登戸研究所資料館を見学
登戸研究所は、1937年11月、「陸軍科学研究所登戸実験場」として開設された。最初は、主に電波兵器・無線機器・宣伝機器などを開発するための施設だったが、1939年に
名称が「陸軍科学研究所登戸出張所」となり、従来の電波・無線関係が第一科に、新たに
毒物・薬物・生物兵器・スパイ用品などを扱う第二科、偽札・偽造パスポート製造を行う第三科が設置された。登戸研究所の正式名称は、「陸軍技術本部第九研究所」を経て、最終的には1942年10月に「第九陸軍技術研究所」へと変わり、この頃には、兵器の量産部門である第四科が置かれるとともに、第一科では風船爆弾の開発が行われた。戦局の悪化に伴い、1945年に主たる機能は長野県伊那地方に疎開・分散し、そこで敗戦を迎えたとのこと。(明治大学平和教育登戸研究所資料館ガイドブックより抜粋)
川崎に引っ越してきて37年経つというのに、登戸研究所については、あやふやな認識しかなく、もっときちんと知らなければと思い、帰りに大学生協で「陸軍登戸研究所の真実」を購入した。著者の伴繁雄氏は所員として異動もなくずっと深く登戸研究所に関わってきた一人である。伴氏をはじめ、関係者たちは長く口を閉ざしていたが、1980年代に高まった反核・平和運動の高まりの中で、長野県・赤穂高校と川崎市・法制二高の高校生たちの聞き取り調査を通じて触れ合うことで、「大人には話したくないが、高校生の君たちになら話そう」ということになったという逸話はとても感動的である。

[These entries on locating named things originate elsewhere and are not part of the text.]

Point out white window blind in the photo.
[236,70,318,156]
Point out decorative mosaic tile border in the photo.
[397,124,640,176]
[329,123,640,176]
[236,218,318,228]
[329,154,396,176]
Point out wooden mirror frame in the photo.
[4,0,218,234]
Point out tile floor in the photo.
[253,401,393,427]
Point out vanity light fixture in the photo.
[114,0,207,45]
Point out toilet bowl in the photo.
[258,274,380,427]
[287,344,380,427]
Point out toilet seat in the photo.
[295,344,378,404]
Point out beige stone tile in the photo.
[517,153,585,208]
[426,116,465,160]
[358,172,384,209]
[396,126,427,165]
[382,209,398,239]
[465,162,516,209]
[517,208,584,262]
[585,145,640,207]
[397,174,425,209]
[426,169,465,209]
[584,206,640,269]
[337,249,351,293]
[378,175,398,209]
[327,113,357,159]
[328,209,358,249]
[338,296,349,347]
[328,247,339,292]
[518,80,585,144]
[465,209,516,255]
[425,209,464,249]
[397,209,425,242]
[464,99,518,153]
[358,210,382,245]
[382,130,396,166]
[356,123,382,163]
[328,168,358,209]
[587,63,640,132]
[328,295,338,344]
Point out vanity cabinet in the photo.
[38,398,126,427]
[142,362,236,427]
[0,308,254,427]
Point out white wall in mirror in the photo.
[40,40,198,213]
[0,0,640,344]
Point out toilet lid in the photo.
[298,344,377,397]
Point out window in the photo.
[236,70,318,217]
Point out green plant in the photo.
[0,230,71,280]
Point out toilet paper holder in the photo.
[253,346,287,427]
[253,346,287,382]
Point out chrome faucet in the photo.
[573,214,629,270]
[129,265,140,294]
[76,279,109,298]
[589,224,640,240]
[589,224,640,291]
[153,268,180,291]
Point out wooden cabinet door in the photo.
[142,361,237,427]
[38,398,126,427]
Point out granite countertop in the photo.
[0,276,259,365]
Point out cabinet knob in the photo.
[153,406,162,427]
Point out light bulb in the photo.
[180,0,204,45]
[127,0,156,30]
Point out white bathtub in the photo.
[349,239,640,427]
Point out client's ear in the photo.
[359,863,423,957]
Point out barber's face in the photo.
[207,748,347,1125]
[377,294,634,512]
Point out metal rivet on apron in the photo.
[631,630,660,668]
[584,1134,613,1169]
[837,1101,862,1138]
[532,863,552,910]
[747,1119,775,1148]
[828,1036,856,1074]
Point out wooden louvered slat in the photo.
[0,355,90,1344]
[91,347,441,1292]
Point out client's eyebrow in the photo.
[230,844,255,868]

また、印象的だったのは①風船爆弾と②偽札づくりのことである。①は直径10m位の気球をこんにゃく糊で和紙を貼りあわせて作り、遠く9,000㎞離れたアメリカ本土まで飛ばすというもので、約9,300発放球して被害者は6名だったとのこと②は文字通り中国の偽札を大量に印刷して経済を攪乱するとのこと。これらの作戦を国をあげて行っていたのだが今となっては何をか云わんやである。これも戦争の愚かしい一面であると感じた。